Worthing has long been renowned as a health resort.

In bygone decades, trippers used to flock to the town for the invigorating ozone-rich sea air, gloriously temperate climate and wide golden sands.

Princess Amelia arrived here in a frail state and went away rejuvenated, securing Worthing's reputation as a high class spa.

But in 1850, just 52 years after the princess's famous stay, rapidly-expanding Worthing had been transformed into a foul-smelling, fly-blown health hazard due to poor sanitation, inadequate drainage and a medieval sewerage system.

The stench pervading the streets became so bad that 91 of the town's leading citizens pleaded with the General Board of Health to send a specialist inspector to the town.

Inspector Edward Cresy reported: "The parade, beach and sands, which ought to rank among the prominent attractions of the place, have been most injuriously affected by the long and continued practice of discharging all the sewerage of the town along the nearly level sands."

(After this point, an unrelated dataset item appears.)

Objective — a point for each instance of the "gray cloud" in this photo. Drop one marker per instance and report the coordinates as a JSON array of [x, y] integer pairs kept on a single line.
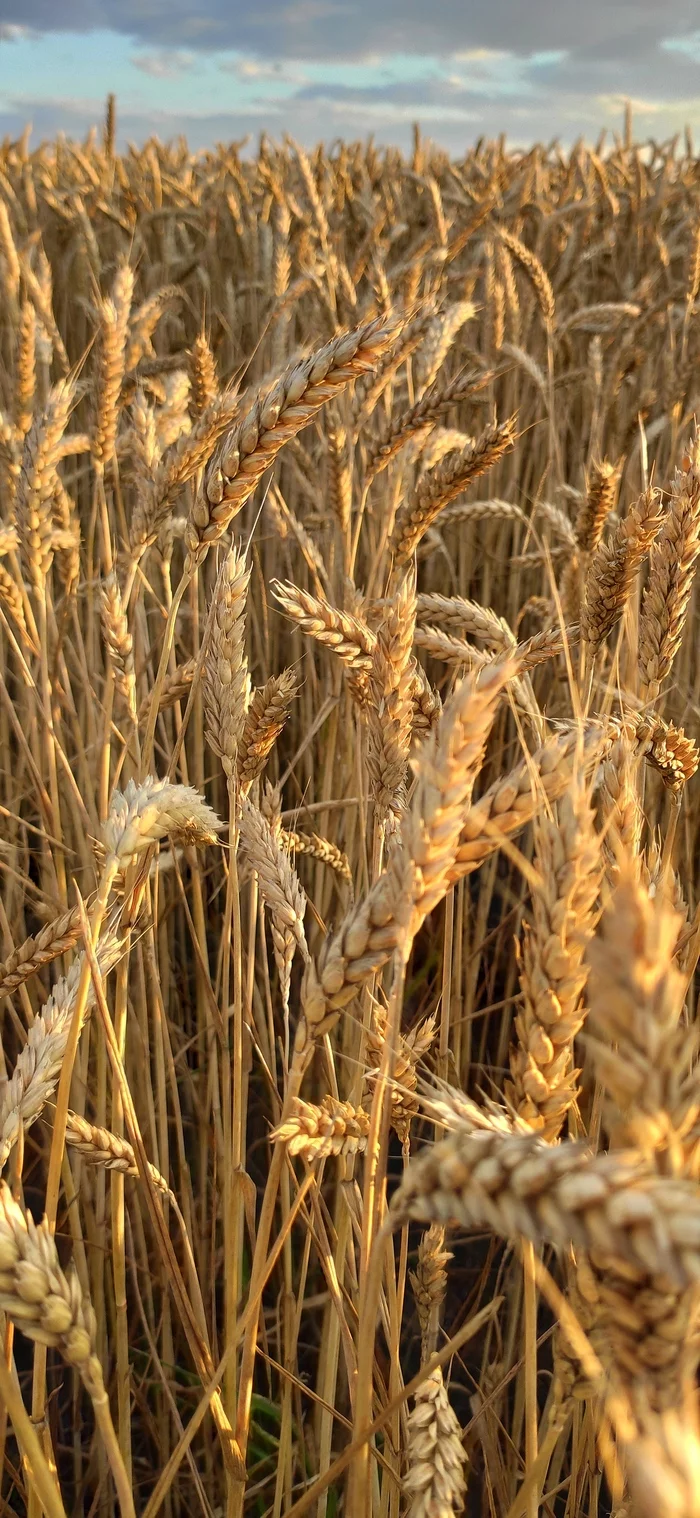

Sewage flowed along eight wooden troughs, made of two-inch thick elm, on to the beach but, when the tide was out, the effluent flowed directly on to the sand.

Mr Cresy said: "During the 16 hours that these sands are uncovered, the visitors who promenade upon them complain of the disagreeable odour which at all times arises in the neighbourhood of these pestiferous discharges."

The situation was made worse by the regular casts of seaweed, which still plague the town today and can, in hot weather, lead to a dreadful stink as the vegetation rots under the full glare of the sun.

Only those residents who have experienced a giant cast, 4ft deep or more, can truly comprehend how distasteful the stench is.

It has been about 15 years since Worthing's beaches suffered a major invasion but the weed is still out there waiting for the right conditions.

Mr Cresy noted: "The seaweed, which grows upon the rocks some distance westward of the town, when detached by storms, is by the winds driven upon the coast in sufficient quantities to be available for the farmers' use.

"Frequently the sea is rendered black by the rolling in of this manure. It is collected in heaps upon the margin of the Esplanade but they are frequently left a sufficient length of time to heat and decompose, when they give out smells that are disagreeable to the inhabitants of the opposite houses, and to the persons who promenade along the beach."

Mr Cresy found many of the houses in the town were constructed with substandard materials and had no drainage.

A surgeon by the name of Henry Collett told him sickness in Worthing had increased to a very considerable extent, from 560 cases in 1832 to more than 1,000 in 1849.

Many streets inhabited by the poor and virtually destitute had been affected by epidemics, including, typhus, damaging the town's reputation.

Mr Collett highlighted the plight of a family living in Field Row, a twitten which still exists, linking Montague Street and Ambrose Place.

Number six was occupied by Nathan Long, whose wife and four children were seldom free from fever, which ultimately killed two of his offspring.

Mr Cresy discovered there were several hundred cesspits scattered all over town, many of which were overflowing with waste.

He said the cesspits should be filled in, with sewage conveyed through new earthenware drains into the sea, rather than spilling directly on to the beach.

Solid waste should be collected in reservoirs and turned into fertilizer for spreading on farmland.

It was suggested every home, and slaughterhouse, in the town should have a constant and cheap supply of the purest water.

Mr Cresy feared disease was spread by cramped conditions and insisted that "no houses hereafter should be built in a confined situation, or where the alley, yard or forecourt is not of sufficient width to admit a free circulation of air, and the full benefit of the sun's rays."

A Local Board, consisting of nine residents, was founded, and it ordered the laying of drains and the construction of a water tower.

However, the changes took several years to implement and, during that time, deadly diseases erupted in the town.

In 1886, sanitary expert William J Harris penned an article for the British Medical Journal which said there were several virulent smallpox epidemics in the 1860s.

He added: "From enteric fever (typhoid) we have suffered severely."

The first outbreak occurred in the autumn of 1865, when heavy rain resulted in the drains overflowing and sewer gas contaminated homes.

Mr Harris also noted: "Measles and whooping cough we must expect to suffer from at certain intervals and, unfortunately, during this winter, these two diseases were very severe and fatal among a certain portion of the population."

But the 1893 typhoid epidemic, which killed more than 180 residents, was the straw that broke the camel's back and almost ruined Worthing.

Today, the town is served by a multi-million pound sewage complex in East Worthing, which pumps treated effluent several miles out to sea. People living near the works are sometimes affected by unpleasant smells but the problem is nothing like as bad as it used to be.